2000’li yılların başında IMF ve Dünya Bankası ile yapılan anlaşmalar çerçevesinde bitkisel ve hayvansal üretim sistemini çökerterek, Türkiye’yi küresel tarım-gıda şirketlerinin pazarı haline getirmeyi amaçlayan politikalar uygulamaya konuldu. 2000 ve 2001 finansal krizlerinin ardından neoliberal politikaların daha sıkı bir şekilde uygulanması dayatıldı.
Yaşanan krizin ağır baskısı altında ezilen ve tepki duyan yoksul kesimler; 3 Kasım 2002 seçimlerinde sağın tek alternatifi olarak Adalet ve Kalkınma Partisi’ne (AKP) yöneldiler. Tarım politikasının esaslarını “devletin fiyatlara müdahalesi yerine, fiyatların serbest piyasada oluşması; doğrudan gelir desteği (DGD) sisteminin sürdürülmesi; tarımsal faaliyet gösteren KİT’lerin özelleştirilmesi ve devlet arazilerinin uygun koşullarla özel sektör işletmelerine kullandırılması” olarak açıklayan AKP; hükümetin bir yıllık "acil planı"nda "IMF ile yapılan stand-by anlaşmasına dayalı ekonomik programın temel çatısını bozmayacağını" belirtti.
IMF ve Dünya Bankası’nın tarımda yapısal dönüştürme programlarının en tahripkâr olanı Tarım Reformu Uygulama Projesi (ARIP) adı altında yürütüldü. Bu program çerçevesinde tarımı destekleyen, girdi ve teknoloji sağlayan kurumlar özelleştirildi/tasfiye edildi; tarım birlikleri zayıflatıldı, işlevsizleştirildi ve tasfiye koşulları yaratıldı. Küçük üreticiliğin çözülme sürecini hızlanırken yerini tarım şirketlerine dayalı bir yapı almaya başladı. Ekilmeyen tarım alanları hızla arttı. Ülke nüfusu artarken üretim ya artmadı ya da yatay bir seyir izledi. Bu nedenle ithalat devasa boyutlara ulaştı.
Nitekim 2015 Yılı Programı’nda da tarım sektöründeki yeniden yapılanma sürecinde ortaya çıkan işsizlik ve yoksulluk başta olmak üzere, göçten kaynaklanan sosyo-ekonomik olumsuzlukların azaltılması amacıyla politikalar uygulanması gerektiği vurgulanmaktadır.
Haziran 2015 Seçimlerine doğru siyasi partiler hazırladıkları seçim bildirgelerinde tarımı yeniden gündeme getirdiler. Vaatler özellikle mazot, gübre, yem gibi temel girdiler üzerindeki vergi yükünün azaltılmasına odaklanıyor.
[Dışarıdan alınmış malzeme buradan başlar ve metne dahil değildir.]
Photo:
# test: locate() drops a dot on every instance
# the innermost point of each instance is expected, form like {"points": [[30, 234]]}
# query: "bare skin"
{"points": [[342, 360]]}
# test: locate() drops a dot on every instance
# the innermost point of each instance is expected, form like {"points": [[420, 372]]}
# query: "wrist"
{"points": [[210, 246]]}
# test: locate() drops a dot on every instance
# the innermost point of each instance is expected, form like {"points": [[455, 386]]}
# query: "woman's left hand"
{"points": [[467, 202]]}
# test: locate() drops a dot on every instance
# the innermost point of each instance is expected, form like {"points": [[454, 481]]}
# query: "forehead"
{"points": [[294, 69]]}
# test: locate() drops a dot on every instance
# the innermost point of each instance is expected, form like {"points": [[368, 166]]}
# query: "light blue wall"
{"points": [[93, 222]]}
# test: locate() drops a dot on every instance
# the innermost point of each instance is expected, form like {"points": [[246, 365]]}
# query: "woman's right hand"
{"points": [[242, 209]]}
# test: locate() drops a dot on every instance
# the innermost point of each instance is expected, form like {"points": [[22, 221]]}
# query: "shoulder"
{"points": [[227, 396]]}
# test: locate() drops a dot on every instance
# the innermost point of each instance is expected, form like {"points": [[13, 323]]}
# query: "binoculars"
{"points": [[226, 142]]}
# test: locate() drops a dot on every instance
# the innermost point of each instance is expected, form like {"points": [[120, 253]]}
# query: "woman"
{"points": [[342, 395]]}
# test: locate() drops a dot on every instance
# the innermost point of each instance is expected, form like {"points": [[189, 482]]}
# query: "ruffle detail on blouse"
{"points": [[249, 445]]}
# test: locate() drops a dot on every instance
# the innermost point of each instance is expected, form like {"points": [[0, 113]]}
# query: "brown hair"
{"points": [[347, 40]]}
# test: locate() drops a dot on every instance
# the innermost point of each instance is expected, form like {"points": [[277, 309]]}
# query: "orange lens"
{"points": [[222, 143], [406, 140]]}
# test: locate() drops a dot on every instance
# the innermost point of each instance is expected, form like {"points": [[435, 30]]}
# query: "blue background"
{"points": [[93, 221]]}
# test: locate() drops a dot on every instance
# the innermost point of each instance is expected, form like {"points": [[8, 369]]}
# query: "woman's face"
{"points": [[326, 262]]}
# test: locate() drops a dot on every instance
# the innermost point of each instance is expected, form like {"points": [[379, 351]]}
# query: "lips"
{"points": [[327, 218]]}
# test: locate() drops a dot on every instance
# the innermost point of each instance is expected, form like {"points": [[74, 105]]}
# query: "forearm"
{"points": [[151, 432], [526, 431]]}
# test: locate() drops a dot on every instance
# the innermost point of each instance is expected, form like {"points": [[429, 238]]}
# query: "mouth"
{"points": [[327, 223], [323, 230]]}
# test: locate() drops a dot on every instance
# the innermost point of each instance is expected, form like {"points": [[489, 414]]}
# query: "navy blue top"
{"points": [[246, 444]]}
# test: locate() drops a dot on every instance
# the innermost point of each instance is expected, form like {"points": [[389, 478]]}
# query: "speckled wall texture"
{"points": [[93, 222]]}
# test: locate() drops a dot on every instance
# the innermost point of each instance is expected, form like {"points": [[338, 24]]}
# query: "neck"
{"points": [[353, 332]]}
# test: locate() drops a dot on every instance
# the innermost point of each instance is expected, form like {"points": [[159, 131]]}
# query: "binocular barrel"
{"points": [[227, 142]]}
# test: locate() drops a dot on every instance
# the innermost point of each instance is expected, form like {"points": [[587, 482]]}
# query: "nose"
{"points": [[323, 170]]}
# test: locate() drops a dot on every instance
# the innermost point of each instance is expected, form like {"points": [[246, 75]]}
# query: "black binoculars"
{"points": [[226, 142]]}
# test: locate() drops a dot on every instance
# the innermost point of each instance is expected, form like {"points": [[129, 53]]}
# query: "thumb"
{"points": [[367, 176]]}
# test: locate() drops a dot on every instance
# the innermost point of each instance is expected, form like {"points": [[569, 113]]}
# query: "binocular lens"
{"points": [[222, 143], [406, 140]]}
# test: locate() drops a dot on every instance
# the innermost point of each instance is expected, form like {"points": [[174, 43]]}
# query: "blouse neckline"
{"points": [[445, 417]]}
Kısaca şöyle özetlemek mümkün:
Adalet ve Kalkınma Partisi (AKP)
* Tarımsal destekler alt havzalar düzeyinde, bölgesel ve ürün bazında düzenlenecek.
* 2015 yılında 10 milyar lira nakit hibe desteği verilecek.
* Tarım sigortalarının kapsamı genişletilecek.
* Tarım işletmeleri ekonomik ölçek büyüklüğüne ulaştırılacak.
* Sulanan arazi varlığı nihai hedef olan 8,5 milyon hektara ulaştırılacak.
* Orta vadede, GAP sulamalarının tamamı olan 1,06 milyon hektar alanın sulamaya açılmasına çalışılacak.
* Başta aspir, kanola, soya olmak üzere bitkisel üretimde sözleşmeli üretim yaygınlaştırılacak.
* Süt ve et üretiminde sözleşmeli model geliştirilecek.
* GDO’lu ürünlerden kaynaklanabilecek risklerin önlenmesi için kontrol ve denetim sistemi etkin şekilde işletilecek.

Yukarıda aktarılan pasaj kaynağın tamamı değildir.